The following text has been translated from Korean to English using AssistAce.
Sungjin (James) Kim, Ph.D. | LinkedIn
The technology of Large Language Models (LLMs) is advancing rapidly. There are various ways to utilize LLMs, including prompting, embedding, and fine-tuning. In this article, we will focus on fine-tuning, which requires a significant amount of GPU computing resources.
While it is possible to secure high-performance computing resources on devices, using cloud environments offers the advantage of reducing complexity. In line with this, there are many specialized cloud services that make AI training and inference more convenient. Vessl is one such service that considers not only LLMs, but also generative AI as a fundamental part[1]. In this article, we will explore a case study of fine-tuning the M2M100 model, one of the LLMs, using the Vessl hub[2,3].
M2M100 is a transformer-based LLM developed by Meta. It consists of an encoder and a decoder, and supports the translation of 100 languages, enabling multi-language translation.
The instructions for using Vessl are explained on the relevant website [1]. You can access Vessl through the Vessl Hub and use it with the Vessl command-line tool. In this guide, we will focus on how to fine-tune translation models using Vessl, rather than the basic usage of Vessl.
Vessl Hub provides support for Jupyter as the default coding environment. Jupyter is a popular coding environment among AI developers. To create an AI environment with Jupyter, you can use the following commands:
$ poetry shell
$ cd vessl_use
$ vessl run create -f jupyter-notebook.yaml
Since Vessl is installed as a Python command, we have converted it into an environment that can use Vessl using Poetry. Also, since Poetry stores user code in a subfolder, we changed the folder to vessl_use
. The Vessl command can be executed with the run
command. By using create
, you can create an environment that uses Vessl's cloud service according to the instructions in the given yaml file.
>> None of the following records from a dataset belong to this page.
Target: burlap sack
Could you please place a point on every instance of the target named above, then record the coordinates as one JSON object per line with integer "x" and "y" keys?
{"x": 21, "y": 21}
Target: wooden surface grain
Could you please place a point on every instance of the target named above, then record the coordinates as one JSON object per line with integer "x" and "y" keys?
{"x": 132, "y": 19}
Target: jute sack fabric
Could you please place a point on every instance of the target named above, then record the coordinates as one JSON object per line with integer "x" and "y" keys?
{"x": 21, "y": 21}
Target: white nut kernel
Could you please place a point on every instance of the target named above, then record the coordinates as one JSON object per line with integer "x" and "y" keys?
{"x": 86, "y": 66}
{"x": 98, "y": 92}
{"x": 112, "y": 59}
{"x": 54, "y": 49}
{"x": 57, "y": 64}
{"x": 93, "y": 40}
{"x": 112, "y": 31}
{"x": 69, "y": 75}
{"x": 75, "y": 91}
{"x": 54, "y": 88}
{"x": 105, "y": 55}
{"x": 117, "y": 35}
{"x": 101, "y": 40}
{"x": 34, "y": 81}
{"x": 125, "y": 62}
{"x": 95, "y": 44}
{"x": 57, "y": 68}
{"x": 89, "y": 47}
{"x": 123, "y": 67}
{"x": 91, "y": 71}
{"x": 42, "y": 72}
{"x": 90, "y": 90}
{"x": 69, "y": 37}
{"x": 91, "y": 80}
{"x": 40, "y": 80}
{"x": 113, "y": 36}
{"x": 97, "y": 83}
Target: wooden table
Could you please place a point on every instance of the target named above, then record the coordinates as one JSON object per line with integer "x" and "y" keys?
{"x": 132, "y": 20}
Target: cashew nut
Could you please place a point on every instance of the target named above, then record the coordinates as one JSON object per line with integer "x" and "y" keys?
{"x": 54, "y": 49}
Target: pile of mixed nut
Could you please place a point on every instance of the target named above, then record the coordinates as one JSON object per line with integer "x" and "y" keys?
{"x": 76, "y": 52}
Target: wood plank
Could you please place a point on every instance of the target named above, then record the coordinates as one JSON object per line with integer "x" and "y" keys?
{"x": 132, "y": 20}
The following is a sample yaml file for Vessl that sets up an environment where Jupyter can be used interactively. This file is provided as one example of how to use Vessl on the Vessl website.
name: gpu-interactive-run
description: Run an interactive GPU-backed Jupyter and SSH server.
tags:
- interactive
- jupyter
- ssh
resources:
cluster: vessl-gcp-oregon
preset: gpu-l4-small-spot
image: quay.io/vessl-ai/torch:2.1.0-cuda12.2-r3
interactive:
max_runtime: 8h
jupyter:
idle_timeout: 120m
In the resources section, we are using the cluster available in vessl-gcp-oregon
, and the preset corresponds to the machine specification gpu-l4-small-spot
. We chose an image provided by Vessl that is based on Nvidia Cuda and Pytorch for production use. Regarding the interactive environment, the maximum runtime is set to 8 hours, and the maximum idle time allowed by Jupyter is set to 120 minutes.